No. 624 was one of the last order of fifty delivered 1950. See that on these the destination displays are more suited to the operators specific requirements.
The grimy and neglected façade of the Central Station is here behind No.498, the last of the first batch. Visitors to the city nowadays will see the building, and indeed much more in the vicinity much cleaned up and modernised.
No. 572 was a BUT 9611T two-axle type. The body here is by Northern Coachbuilders which factory was actually in Newcastle so local industry was being supported.
.......and No.525 has a larger 70-seat version, but this time on a Sunbeam S7 chassis of 1948.
SOUTH SHIELDS CORPORATION
12.10.1936 - 29.04.1964
This was a case of foolishly not staying long enough to see much of the somewhat depleted system that existed in 1963. I set myself a too ambitious target to visit too many places in one day. I only managed a small number of shots of which these two were the best.

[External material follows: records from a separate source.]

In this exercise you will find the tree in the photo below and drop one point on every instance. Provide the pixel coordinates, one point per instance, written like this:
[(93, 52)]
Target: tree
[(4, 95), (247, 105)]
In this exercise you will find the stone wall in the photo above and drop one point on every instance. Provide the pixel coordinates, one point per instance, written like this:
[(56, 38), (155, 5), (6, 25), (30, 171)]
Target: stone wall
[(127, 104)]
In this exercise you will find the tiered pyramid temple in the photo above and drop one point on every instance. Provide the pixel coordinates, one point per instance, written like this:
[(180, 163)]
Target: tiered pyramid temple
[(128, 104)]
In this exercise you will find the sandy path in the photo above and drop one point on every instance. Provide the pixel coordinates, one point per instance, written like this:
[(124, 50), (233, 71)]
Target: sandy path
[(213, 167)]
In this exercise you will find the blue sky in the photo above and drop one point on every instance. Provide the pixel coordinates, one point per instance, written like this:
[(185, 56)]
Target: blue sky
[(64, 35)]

TEES-SIDE RAILLESS TRACTION BOARD
08.11.1919 - 04.04.1971
Scotland Wales & Northern Ireland
Some of the best views from two visits, 1966 and 1967, the latter on the last day of operation.
TB45 was BUT 9613T/GEC with Crossley body built 1957.

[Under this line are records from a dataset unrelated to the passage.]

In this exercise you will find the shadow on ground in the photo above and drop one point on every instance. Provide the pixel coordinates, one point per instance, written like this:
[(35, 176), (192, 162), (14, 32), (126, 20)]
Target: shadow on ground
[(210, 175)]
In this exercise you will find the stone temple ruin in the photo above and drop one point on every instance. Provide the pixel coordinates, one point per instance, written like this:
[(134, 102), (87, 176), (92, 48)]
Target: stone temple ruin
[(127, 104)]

TB 65 has come to grief and its driver is putting things right. When driving a trolleybus you have two roads to watch, that on the ground and that up in the air so it was inevitable that the latter sometimes created problems.

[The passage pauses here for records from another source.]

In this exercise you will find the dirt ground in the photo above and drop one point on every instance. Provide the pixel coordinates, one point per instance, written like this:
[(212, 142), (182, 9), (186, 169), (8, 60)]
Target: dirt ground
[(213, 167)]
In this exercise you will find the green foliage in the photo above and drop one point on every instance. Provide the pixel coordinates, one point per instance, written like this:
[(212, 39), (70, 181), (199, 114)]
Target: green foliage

The last UK single-deckers were in Glasgow which had 21 BUT RETB1.TBS19 (above) and TBS17 (below) had Burlingham 50 seat bodies and were new in 1958.
TB81 differed from TB45 (top) only in respect of its electrical equipment, it being in this case by Metrovick.
Glasgow also had some London Q1 copies. TBS8 was a BUT 9641T powered by English Electric.
....as was TBS23.
...and TBS4. The chassis of all three of these were constructed by AEC
In 1966 some services had already ceased and different types of rolling stock withdrawn. Above was TG10. TG6-20 were Sunbeam F4A's with English Electric equipment. TG10 had clearly run its last here and none of the others were seen on the road.
TG2 & TG1, also withdrawn here were also Sunbeam F4A of 1953, but were two of only five trolleybuses ever bodied by Alexander.
TBS21 was numerically the last of the single-deckers. It is seen here on the last night operating an enthusiasts tour. It was set to be preserved.
Not sure if this and the shot below are of the same vehicle but clearly some crew members felt in a celebratory mood as the services come to a close.
The last trolleybus arrives.
I only made one visit to the Welsh capital, shortly before electric traction came to an end. I took a cine-camera loaded with cheap Russian film that yielded no usable results and, concentrating on using this managed to get only a very small number of still shots which are shown here
Again, a one-off visit, at Easter 1966. This was thankfully before 'The Troubles' and, although the weather was not too kind, I was able over a couple of days to sample what little was left of the once extensive system which finally closed a couple of years later, in 1968.